The O'Day 222 is a recreational keelboat that was designed by C. Raymond Hunt Associates built by O'Day Corp. in the United States. A total of 130 boats were built between 1984 and 1988.

The O'Day 222 replaced the O'Day 22 in the company product line.

==Design==
The O'Day 222 is a recreational keelboat, built predominantly of fiberglass, with wood trim. It has a fractional sloop rig, a raked stem, a plumb transom, a transom-hung rudder controlled by a tiller and a fixed stub keel with a retractable centerboard. It displaces 2200 lb and carries 800 lb of ballast.

The boat has a draft of 4.67 ft with the centerboard extended and 1.67 ft with it retracted, allowing operation in shallow water or ground transportation on a trailer.

The boat is normally fitted with a small 3 to 6 hp outboard motor for docking and maneuvering.

The design has sleeping accommodation for four people, with a double "V"-berth in the bow cabin and two straight settee berths in the main cabin. The galley is located on the starboard side just aft of the bow cabin. The galley is equipped with a two-burner stove and a sink. A cooler maybe stowed under the companionway. The head is located under the bow cabin "V"-berth. Cabin headroom is 49 in. The fresh water tank has a capacity of 5 u.s.gal.

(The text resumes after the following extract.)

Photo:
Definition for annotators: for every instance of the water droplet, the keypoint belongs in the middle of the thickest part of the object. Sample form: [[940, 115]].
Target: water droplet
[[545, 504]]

The design has a PHRF racing average handicap of 258 and a hull speed of 5.9 kn.

==Reception==
In a 2010 review Steve Henkel wrote, "The 21- and 22-foot size range is a good length of boat for newish sailors starting out or those moving up from a beach boat or small daysailer. The O'Day 222 ... is a follow-on to the popular O'Day 22 ... The 222 has a deeper board-up draft, but also a deeper board-down draft, which improves upwind performance. Best features: The O'Day 222's size and modest sailplan and masthead rig make her relatively simple to sail. Worst features: Her Space Index is lowest of the comp group, as is her headroom. Beware, big and tall people. Her outboard is mounted on her transom, a long way from the helmsman’s control. The mainsheet, led aft to the transom, can become entangled with the outboard under certain conditions; some owners have installed a traveler in the forward end of the cockpit to eliminate this problem. The O'Day 222's rudder was made in a sandwich of two fiberglass skins with foam in between. Owners report their rudders are easily broken (e.g., carried away for the same reason as the O'Day 22's rudder). Chainplates also seem to be a weak point, and bear frequent inspection."